Terming the political backlash against demonetisation as unfortunate, Prime Minister Narendra Modi on Sunday thanked the Indian diaspora for their support to the note ban to curb black money and fight corruption.
“I would like to thank you for supporting our fight against black money and corruption though political pundits called the note ban anti-people,” Modi told about 1,800 overseas Indians at the 14th Pravasi Bharatiya Divas celebrations here.
Modi, on November 8, 2016, banned the old Rs 500 and Rs 1,000 notes to check black money, corruption, terror funding and counterfeiting of currency and gave the people 50 days till December 30 to exchange the phased out notes for new ones.
Ruing that the twin evils — black money and corruption — had adversely affected the country’s economy and polity over the years, Modi said the time had come to eliminate them and help the honest people live with dignity and respect.
“I am grateful to all of you for supporting us in this war against the two evils that were weakening the country,” the Prime Minister said.
The moment Modi raised the demonetisation issue during his 40-minute address — in both English and Hindi, a majority of the audience cheered and applauded, hailing his decision.
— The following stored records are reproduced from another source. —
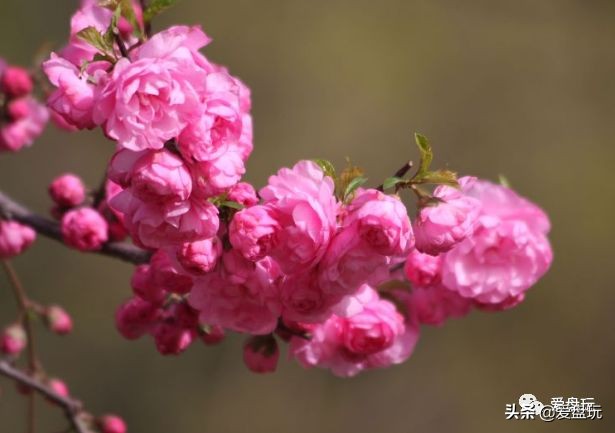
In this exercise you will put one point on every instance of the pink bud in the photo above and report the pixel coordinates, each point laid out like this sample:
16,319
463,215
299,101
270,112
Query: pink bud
58,386
135,317
84,229
67,190
13,340
58,320
243,193
172,339
15,238
16,82
261,353
111,424
212,335
18,109
200,257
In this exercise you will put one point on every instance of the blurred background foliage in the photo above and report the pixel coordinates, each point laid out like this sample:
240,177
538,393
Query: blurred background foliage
522,88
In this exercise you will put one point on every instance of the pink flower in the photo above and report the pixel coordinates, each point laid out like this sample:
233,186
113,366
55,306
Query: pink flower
67,190
149,101
261,354
16,82
166,273
243,193
13,340
200,257
111,424
58,386
15,238
253,231
349,263
434,305
423,270
376,337
75,94
440,227
507,252
84,229
136,317
304,205
22,132
58,320
172,339
232,298
382,220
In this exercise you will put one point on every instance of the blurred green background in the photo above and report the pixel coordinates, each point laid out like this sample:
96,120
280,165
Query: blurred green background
524,88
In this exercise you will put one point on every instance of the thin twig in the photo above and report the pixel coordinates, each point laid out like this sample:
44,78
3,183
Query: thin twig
12,210
72,408
401,172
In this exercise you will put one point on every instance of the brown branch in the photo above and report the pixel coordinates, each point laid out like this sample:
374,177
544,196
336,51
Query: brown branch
121,250
72,408
401,172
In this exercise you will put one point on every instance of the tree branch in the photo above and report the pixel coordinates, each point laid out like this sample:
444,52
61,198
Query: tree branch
72,408
47,227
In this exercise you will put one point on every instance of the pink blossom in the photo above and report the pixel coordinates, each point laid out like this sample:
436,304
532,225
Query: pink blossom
166,273
434,305
373,338
67,190
423,270
156,225
200,257
304,205
58,386
149,101
75,94
254,232
13,340
350,263
440,227
382,220
136,317
22,132
243,193
15,81
84,229
111,424
58,320
15,238
507,252
172,339
261,354
232,298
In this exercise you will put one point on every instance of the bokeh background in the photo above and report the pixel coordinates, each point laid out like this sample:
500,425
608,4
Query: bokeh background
523,88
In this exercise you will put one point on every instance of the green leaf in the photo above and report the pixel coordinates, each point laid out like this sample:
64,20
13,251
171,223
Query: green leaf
426,154
156,7
390,182
232,204
326,166
441,177
504,181
353,185
96,39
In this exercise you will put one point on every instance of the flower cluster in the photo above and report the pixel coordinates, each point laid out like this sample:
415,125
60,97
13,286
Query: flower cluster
338,271
22,117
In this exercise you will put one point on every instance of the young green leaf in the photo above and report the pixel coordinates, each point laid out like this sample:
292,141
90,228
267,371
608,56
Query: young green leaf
353,185
441,177
326,166
156,7
426,154
96,39
390,182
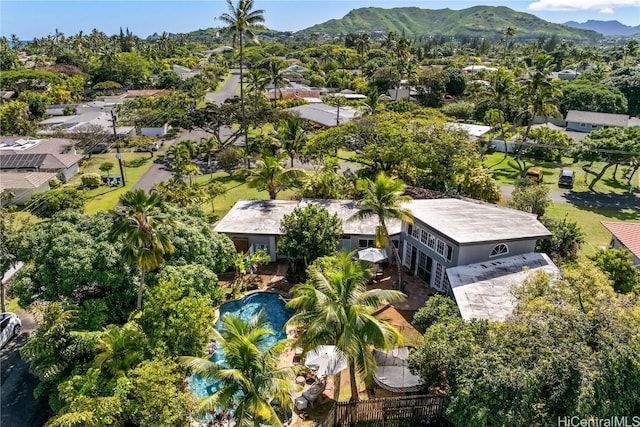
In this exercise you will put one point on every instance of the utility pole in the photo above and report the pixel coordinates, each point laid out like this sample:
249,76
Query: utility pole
117,141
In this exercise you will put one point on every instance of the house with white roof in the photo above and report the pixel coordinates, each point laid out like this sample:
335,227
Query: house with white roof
473,251
587,121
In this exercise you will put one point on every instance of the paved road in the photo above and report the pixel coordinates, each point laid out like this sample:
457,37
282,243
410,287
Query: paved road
18,408
621,201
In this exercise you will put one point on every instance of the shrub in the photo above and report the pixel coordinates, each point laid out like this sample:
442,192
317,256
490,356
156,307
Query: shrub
91,180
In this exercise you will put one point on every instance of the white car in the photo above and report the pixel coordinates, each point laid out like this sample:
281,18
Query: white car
10,326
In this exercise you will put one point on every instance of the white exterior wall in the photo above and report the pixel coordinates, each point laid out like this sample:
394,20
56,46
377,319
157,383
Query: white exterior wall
472,254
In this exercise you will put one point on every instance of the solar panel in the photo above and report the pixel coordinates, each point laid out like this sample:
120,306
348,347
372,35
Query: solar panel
22,161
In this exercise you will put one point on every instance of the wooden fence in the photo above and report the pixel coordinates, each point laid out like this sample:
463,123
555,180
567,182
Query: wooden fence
386,411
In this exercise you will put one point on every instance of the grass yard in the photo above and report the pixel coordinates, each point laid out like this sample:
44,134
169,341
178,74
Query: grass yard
506,171
237,189
105,197
589,219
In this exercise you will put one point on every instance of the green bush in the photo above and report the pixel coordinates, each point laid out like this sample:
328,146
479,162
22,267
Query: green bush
91,180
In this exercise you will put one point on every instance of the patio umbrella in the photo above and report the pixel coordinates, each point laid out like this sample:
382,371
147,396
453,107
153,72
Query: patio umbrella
325,360
374,255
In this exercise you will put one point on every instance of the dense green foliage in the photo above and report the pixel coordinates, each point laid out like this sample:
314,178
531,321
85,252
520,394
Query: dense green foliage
309,233
584,359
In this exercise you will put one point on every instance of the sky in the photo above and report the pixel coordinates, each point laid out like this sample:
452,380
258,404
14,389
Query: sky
29,19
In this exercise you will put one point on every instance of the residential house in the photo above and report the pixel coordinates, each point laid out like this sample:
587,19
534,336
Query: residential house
473,251
625,235
88,121
447,233
54,155
587,121
255,224
327,115
24,184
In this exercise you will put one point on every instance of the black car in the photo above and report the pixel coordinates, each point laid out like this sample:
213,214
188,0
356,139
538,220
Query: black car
567,176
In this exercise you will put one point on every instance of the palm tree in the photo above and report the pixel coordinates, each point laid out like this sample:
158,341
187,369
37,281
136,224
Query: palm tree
335,307
274,70
292,133
242,20
271,175
249,379
383,199
119,349
138,222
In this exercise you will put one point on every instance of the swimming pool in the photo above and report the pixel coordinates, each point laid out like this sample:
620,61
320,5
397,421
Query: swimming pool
247,308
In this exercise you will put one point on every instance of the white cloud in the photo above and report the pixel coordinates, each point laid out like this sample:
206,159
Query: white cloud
604,6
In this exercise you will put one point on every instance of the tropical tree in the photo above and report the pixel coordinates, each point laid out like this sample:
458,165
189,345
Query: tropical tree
249,381
292,134
137,223
271,175
119,349
383,199
241,21
336,308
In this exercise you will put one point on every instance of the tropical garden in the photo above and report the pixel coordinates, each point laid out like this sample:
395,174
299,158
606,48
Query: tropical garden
124,283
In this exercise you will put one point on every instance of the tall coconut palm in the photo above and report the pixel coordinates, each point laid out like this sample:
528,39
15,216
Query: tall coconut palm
274,69
292,133
249,379
383,199
137,222
336,308
241,21
271,175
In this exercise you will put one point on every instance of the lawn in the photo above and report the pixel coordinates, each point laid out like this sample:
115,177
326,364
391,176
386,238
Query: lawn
237,189
506,171
589,219
105,197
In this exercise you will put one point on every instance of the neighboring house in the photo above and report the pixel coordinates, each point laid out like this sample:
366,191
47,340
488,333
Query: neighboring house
475,131
449,233
473,251
296,68
625,235
484,290
54,155
85,122
327,115
586,121
255,224
24,184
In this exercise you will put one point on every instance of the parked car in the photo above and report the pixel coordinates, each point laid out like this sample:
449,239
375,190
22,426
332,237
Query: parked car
99,148
534,174
146,148
10,326
567,176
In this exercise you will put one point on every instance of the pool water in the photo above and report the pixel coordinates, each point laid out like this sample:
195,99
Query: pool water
247,308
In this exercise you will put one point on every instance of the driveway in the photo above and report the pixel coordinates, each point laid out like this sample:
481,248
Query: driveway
18,408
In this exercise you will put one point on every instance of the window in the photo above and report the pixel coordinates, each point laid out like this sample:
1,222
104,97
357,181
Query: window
432,241
407,255
500,249
365,243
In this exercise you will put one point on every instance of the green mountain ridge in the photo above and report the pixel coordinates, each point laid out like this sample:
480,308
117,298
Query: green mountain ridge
477,21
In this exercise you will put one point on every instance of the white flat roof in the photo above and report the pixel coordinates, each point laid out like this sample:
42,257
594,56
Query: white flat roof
465,221
483,290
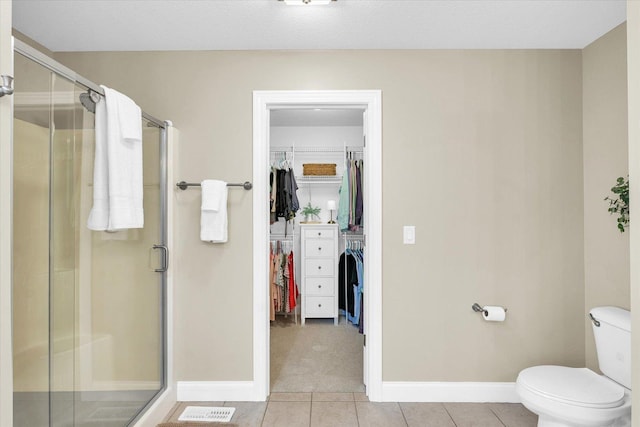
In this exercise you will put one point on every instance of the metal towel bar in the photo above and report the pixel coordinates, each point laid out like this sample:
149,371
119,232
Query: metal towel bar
183,185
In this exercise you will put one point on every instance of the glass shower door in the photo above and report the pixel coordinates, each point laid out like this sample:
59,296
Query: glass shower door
88,306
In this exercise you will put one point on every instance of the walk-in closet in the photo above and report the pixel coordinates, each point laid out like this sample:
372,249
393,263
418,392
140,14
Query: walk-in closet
317,241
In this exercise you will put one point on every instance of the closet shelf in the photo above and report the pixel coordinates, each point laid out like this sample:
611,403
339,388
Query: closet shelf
319,179
318,149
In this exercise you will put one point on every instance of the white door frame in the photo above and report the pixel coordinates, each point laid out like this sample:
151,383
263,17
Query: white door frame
371,102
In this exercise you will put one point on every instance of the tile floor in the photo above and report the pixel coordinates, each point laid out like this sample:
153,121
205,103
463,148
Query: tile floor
354,409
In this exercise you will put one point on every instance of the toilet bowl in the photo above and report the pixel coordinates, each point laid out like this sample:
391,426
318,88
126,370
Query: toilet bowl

“As corruption and black money were corroding our system from within, we had to take a strong stand and we did,” Modi said.
Modi urged the diaspora, especially Non-Resident Indians (NRIs), to avail of the six-month extension given from January 1 to surrender the banned notes at designated Reserve Bank of India (RBI) offices till June 30.
“We have made arrangements at airports for NRIs to declare on arrival the old notes they are carrying and submit them to the RBI in exchange for new notes or crediting them to their bank accounts,” he said.
The government has also given three months up to March 31, 2017, to Indians staying or travelling abroad to declare if they possess old notes.